Applying the amortization formula (see here) using the numbers you supplied and a little guesswork, I calculated an interest rate of 3.75% (which is good) and that you've already made 17 semi-monthly payments (8 and a half months' worth) of $680.04, out of a 30-year, 720-payment loan term. These are the numbers I will use.

Let's now suppose that tomorrow, you found $100 extra every two weeks in your budget, and decided to put it toward your mortgage starting with the next payment. That makes the biweekly payments $780 each. You would pay off the mortgage in 23 years (making 557 more payments instead of 703 more). The total amount of all your payments would become $434,460, down from $478,040, a savings of $43,580 in interest over the life of the loan. You also then have $780 extra every two weeks for the remaining 73 months of your original 30-year loan (a total of $56,940) which you can now do something else with. If you stuffed it in your mattress, at the end of the 30 years you'd have saved a total of $100,520).

For anything else to be worth it, you must be getting a rate of return such that $100 payments, 24 times a year for a total of 703 payments must equal $100,520. That's actually pretty easy; we use the future value annuity formula (here): v = p*((i+1)n-1)/i, plugging in v ($100520, our FV goal), $100 for P (the monthly payment) and 703 for n (total number of payments. We're looking for i, the interest rate. We're making 14 payments per year, so the value of i we find will be 1/24 of the stated annual interest rate of any account you put it into. We find that in order to make the same amount of money on an annuity that you save by paying off the loan, the interest rate on the account must average 2%. That's pretty easy; buy some corporate bonds or a long-term CD and you can beat that rate even in this economy.

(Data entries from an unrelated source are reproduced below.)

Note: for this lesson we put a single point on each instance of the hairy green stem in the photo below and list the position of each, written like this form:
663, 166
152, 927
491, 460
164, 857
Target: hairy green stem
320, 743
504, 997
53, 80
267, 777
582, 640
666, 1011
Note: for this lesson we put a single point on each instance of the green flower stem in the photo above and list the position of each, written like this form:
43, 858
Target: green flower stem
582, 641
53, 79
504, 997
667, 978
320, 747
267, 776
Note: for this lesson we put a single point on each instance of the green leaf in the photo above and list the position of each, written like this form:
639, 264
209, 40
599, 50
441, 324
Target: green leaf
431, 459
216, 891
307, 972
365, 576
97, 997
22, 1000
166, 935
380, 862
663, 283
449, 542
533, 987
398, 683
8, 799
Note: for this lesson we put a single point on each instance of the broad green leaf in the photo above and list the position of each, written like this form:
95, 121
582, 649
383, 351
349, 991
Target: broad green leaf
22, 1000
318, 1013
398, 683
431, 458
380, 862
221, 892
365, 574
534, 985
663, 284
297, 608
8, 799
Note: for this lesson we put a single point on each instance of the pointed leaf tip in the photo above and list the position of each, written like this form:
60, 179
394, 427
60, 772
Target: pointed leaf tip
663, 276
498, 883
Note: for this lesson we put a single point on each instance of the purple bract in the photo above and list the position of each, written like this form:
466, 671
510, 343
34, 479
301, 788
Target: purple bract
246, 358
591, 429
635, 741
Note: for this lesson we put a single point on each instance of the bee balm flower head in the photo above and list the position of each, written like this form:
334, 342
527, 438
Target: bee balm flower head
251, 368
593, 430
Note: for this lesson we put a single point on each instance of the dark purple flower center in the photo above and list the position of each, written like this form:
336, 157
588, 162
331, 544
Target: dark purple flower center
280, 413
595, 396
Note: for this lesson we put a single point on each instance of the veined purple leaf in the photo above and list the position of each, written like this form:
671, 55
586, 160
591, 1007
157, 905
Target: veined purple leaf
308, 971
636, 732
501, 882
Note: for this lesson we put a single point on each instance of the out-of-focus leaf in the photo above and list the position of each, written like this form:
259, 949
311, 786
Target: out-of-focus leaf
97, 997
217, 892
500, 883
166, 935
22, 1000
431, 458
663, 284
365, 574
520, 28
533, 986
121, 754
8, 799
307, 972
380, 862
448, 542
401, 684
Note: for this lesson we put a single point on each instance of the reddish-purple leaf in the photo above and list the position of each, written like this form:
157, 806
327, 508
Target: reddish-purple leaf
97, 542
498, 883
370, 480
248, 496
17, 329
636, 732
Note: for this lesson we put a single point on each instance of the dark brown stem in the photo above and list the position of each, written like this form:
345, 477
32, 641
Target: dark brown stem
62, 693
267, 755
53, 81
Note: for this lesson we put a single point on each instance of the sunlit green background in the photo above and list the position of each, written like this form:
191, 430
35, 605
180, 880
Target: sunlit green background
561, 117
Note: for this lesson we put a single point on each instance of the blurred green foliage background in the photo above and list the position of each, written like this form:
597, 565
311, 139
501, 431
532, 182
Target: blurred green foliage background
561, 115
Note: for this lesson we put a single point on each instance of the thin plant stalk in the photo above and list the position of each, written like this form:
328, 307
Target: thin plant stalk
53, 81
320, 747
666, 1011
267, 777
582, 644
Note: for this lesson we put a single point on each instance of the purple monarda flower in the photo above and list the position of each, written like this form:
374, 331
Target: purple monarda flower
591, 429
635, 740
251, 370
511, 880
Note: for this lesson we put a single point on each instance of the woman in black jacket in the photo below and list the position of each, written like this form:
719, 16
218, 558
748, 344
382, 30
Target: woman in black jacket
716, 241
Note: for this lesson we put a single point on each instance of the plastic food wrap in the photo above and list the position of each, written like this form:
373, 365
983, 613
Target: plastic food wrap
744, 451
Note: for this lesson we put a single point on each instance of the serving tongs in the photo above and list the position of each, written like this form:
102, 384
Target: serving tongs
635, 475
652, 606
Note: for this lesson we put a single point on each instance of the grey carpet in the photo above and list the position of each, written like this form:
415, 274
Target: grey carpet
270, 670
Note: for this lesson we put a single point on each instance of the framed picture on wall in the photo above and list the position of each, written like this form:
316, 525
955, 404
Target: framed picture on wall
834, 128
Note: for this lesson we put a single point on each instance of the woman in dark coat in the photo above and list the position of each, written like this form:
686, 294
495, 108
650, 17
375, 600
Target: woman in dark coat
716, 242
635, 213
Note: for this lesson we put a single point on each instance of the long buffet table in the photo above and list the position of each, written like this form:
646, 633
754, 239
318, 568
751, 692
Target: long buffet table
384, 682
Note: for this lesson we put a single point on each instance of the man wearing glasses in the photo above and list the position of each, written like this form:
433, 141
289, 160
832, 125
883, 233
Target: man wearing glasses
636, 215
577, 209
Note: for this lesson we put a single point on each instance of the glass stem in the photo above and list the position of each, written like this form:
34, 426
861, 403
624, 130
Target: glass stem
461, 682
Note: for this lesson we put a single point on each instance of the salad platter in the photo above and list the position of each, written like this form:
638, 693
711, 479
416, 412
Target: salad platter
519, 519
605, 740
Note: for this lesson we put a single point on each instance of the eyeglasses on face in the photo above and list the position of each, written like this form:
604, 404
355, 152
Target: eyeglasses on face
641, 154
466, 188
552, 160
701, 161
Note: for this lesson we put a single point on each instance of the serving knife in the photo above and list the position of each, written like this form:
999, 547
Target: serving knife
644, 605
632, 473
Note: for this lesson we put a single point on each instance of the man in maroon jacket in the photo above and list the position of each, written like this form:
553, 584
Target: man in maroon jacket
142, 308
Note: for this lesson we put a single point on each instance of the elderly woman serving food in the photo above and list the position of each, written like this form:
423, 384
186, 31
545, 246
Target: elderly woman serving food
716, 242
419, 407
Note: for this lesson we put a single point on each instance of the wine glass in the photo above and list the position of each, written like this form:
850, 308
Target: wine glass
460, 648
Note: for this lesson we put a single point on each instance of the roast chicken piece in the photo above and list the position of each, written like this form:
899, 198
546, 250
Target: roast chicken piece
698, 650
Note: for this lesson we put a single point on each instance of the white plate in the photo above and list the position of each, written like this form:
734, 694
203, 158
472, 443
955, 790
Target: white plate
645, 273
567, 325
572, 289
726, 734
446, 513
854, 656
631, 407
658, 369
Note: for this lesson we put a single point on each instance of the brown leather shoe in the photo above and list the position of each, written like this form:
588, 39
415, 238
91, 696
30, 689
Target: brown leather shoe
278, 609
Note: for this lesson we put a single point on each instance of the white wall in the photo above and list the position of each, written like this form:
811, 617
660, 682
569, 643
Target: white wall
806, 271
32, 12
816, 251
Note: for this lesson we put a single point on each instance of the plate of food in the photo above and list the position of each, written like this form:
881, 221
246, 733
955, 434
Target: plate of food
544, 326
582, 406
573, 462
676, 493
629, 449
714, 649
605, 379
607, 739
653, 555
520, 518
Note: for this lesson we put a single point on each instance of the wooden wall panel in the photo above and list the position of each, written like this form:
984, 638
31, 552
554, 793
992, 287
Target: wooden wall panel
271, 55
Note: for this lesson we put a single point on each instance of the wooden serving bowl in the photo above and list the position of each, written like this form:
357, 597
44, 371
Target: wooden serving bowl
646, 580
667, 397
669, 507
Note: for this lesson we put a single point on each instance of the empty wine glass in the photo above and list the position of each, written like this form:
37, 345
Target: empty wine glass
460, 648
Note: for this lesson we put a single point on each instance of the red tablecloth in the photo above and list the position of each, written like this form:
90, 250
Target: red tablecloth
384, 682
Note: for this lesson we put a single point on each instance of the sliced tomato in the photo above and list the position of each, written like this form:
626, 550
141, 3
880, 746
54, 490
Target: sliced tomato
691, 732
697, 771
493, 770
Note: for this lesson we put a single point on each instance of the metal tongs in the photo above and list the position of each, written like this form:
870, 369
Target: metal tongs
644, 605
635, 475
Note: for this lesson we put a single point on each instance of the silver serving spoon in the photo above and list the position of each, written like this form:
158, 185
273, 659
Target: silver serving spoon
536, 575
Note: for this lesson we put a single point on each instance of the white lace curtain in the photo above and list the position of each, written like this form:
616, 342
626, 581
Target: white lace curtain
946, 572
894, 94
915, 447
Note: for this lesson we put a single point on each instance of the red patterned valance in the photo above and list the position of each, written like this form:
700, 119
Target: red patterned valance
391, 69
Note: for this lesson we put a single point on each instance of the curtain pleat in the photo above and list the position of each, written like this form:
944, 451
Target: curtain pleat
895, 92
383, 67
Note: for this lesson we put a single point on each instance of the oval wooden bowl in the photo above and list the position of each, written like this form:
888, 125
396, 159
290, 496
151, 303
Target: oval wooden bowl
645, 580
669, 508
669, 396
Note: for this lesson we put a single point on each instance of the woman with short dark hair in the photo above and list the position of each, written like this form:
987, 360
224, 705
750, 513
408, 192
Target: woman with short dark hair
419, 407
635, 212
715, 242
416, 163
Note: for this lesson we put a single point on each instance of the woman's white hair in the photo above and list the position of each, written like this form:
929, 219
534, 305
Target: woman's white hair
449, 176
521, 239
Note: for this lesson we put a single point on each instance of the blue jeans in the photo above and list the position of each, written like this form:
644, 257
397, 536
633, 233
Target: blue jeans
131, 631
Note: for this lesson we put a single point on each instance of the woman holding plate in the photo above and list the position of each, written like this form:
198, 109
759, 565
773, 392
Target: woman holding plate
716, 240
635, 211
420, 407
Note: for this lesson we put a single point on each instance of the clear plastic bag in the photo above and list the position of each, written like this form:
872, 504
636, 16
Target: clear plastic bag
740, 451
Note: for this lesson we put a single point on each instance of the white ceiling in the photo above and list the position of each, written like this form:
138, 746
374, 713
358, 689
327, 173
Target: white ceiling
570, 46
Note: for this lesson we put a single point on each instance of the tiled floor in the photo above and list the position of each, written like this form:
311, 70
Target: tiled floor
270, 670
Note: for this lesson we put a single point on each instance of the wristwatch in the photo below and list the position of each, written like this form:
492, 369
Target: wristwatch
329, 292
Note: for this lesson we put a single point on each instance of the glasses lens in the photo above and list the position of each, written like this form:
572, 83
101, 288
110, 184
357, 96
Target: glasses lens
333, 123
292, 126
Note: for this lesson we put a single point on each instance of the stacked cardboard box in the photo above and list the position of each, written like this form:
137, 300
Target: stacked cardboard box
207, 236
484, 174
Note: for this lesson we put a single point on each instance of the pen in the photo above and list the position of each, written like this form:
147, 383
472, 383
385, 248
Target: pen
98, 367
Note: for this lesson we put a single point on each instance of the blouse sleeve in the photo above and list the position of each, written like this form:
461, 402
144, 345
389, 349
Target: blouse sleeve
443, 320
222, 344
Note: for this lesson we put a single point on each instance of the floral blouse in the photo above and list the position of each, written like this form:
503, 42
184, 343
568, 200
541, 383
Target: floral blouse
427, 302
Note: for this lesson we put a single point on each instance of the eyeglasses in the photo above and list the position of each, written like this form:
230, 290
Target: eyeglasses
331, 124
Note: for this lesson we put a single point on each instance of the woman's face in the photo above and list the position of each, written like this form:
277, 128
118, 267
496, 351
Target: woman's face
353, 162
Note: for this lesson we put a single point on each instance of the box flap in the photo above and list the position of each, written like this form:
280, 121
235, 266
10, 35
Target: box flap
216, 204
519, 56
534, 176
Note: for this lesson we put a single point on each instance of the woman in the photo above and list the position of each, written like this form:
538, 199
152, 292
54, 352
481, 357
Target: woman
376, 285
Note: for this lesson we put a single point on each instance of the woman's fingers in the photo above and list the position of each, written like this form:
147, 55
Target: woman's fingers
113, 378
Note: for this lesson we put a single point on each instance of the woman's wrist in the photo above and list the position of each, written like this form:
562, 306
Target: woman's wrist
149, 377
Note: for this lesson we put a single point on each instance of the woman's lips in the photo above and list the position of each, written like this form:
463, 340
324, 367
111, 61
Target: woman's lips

However, you're probably not going to stuff the savings from the mortgage in your mattress. What if you invest it, in the same security you're considering now? That would be 146 payments of $780 into an interest-bearing account, plus the interest savings. Now, the interest rate on the security must be greater, because you're not only saving money on the mortgage, you're making money on the savings. Assuming the annuity APRs are the same, we find that the APR on the annuity must be 5.65% or better in order for paying the extra to the annuity instead of the mortgage to be the better deal.

Why is that? Because on the mortgage, you're paying a lot of interest up front on a much bigger principal than you ever contribute to the annuity, and thus losing more money to the loan than you gain in annuity earnings. So, the annuity must have a higher rate in order for the annuity's interest to catch up.

One more thing. If you live in the United States, the interest charges on your mortgage are tax-deductible. So, that $43,580 you saved by paying down the mortgage? Take 25% of it and throw it away as taxes (assuming you're in the most common wage-earner tax bracket). That's $10895 in potential tax savings that you don't get, so total savings on the loan interest is only $32685. If you penalize the "pay-off-early" track with the extra $10 grand in taxes, you find that the break-even APR on the annuity account is 5.25%.